Nos propositions

Mes chers concitoyens,

Le projet que je vous propose est d'abord le fruit des échanges que nous avons eus, Valérie Khan et moi, avec les Français que nous avons rencontrés ces derniers mois en parcourant la circonscription.
Je crois profondément en notre intelligence collective: c'est la solution pour répondre à la crise politique que nous traversons.
Jamais, plus jamais, nous ne devons avoir de Député qui prenne des positions isolées ou non-concertées avec ses concitoyens.
Mon premier engagement est de vous dire ce que je ferai et de revenir vers vous aussi souvent que nécessaire pour une concertation plus approfondie, pour vous rendre des comptes.
Parce que je suis l'un des vôtre, vous pouvez compter sur ma détermination à faire des Français de l'étranger la priorité de mon mandat.
Voici les axes forts que je défendrai pour améliorer le quotidien des Français de l'étranger:

rendre l’enseignement français à l’étranger accessible pour le plus grand nombre de nos concitoyens

Trop souvent, les familles françaises expatriées ne sont pas en mesure de scolariser leurs enfants à l’école française, faute de moyens, ou parce que l’école est trop éloignée de leur foyer. Trop souvent également, il est difficile pour les familles de réintégrer le système scolaire de retour en France. Fort de ce constat :

Je plaiderai pour un encadrement des frais de scolarité, notamment pour pallier les augmentations régulières. Aussi, je militerai pour l’adoption d’une grille de critères plus justes concernant l’homologation des établissements scolaires.

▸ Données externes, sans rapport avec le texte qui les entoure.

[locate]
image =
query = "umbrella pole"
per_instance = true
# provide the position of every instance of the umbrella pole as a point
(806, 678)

Je propose de développer l’enseignement français à l’étranger et de renforcer les offres alternatives  (classes bilingues, FLAM, CNED, Label Franceducation) tout aussi fondamentales.

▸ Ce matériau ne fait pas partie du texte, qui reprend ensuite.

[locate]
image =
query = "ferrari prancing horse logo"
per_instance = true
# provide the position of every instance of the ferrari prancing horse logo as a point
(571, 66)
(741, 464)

J'engagerai une vaste concertation pour améliorer les conditions de travail des enseignants, gage de l’amélioration de la qualité du recrutement et de l’enseignement, d’encourager la titularisation des professeurs et de défendre une charte éthique de l’AEFE vis à vis des recrutés locaux

Il est essentiel de faciliter la réintégration dans le système d’éducation en France, notamment dans le supérieur, en fournissant à chaque élève un numéro d’identification étudiant (INE), et ce dès leur entrée dans le système scolaire français à l’étranger.

Adapter la protection sociale à l’étranger pour répondre aux nouvelles réalités de l’expatriation

De plus en plus mobiles à l’international, les Français à l’étranger ont des profils multiples et divers: expatriés, contrats locaux, Volontaires internationaux et Services civiques, entrepreneurs, retraités, sans emploi… Ils ont besoin que la protection sociale s’adapte à leurs besoins:

Pour cela je m’engage à soutenir une réforme de la Caisse des Français de l'Étranger pour favoriser l’accès pour tous en rendant plus lisible la tarification et en généralisant l’accès à la Carte Vitale.

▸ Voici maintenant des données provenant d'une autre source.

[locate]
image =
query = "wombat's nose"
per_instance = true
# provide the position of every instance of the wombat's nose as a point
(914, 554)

Je m’engage à pousser le gouvernement à multiplier les signatures de conventions de sécurité sociale dans les pays de la zone, pour fournir un cadre à la protection sociale des Français travaillant à l’étranger.

Pour les VIE/ VIA et l’ensemble des “volontaires”, je proposerai que la loi soit adaptée afin que la CFE devienne la caisse de référence comme l’est la Sécurité sociale en France.

Pour les personnes retraitées, je souhaite que nous puissions harmoniser le fonctionnement entre les différentes caisses, notamment pour les demandes de comparution de Certificat de vie, et que celles-ci soient limitées à une seule demande par an.

Depuis le mois de mars 2017, la Protection Universelle Maladie (PUMA) est accessible, sous certaines conditions, aux Français rentrant au pays. C’est une grande avancée obtenue durant la précédente législature.

Je souhaite une réforme de la gouvernance de la CFE: il est essentiel que l’ensemble des Conseillers Consulaires, vos élus de terrain, puissent prendre part au choix des administrateurs.

Je veillerai au renforcement et à la généralisation des Organismes Locaux d’Entraide et de Solidarité (OLES) partout où cela est nécessaire afin de renforcer la capacité d’action des Conseils Consulaires d’Action Sociale.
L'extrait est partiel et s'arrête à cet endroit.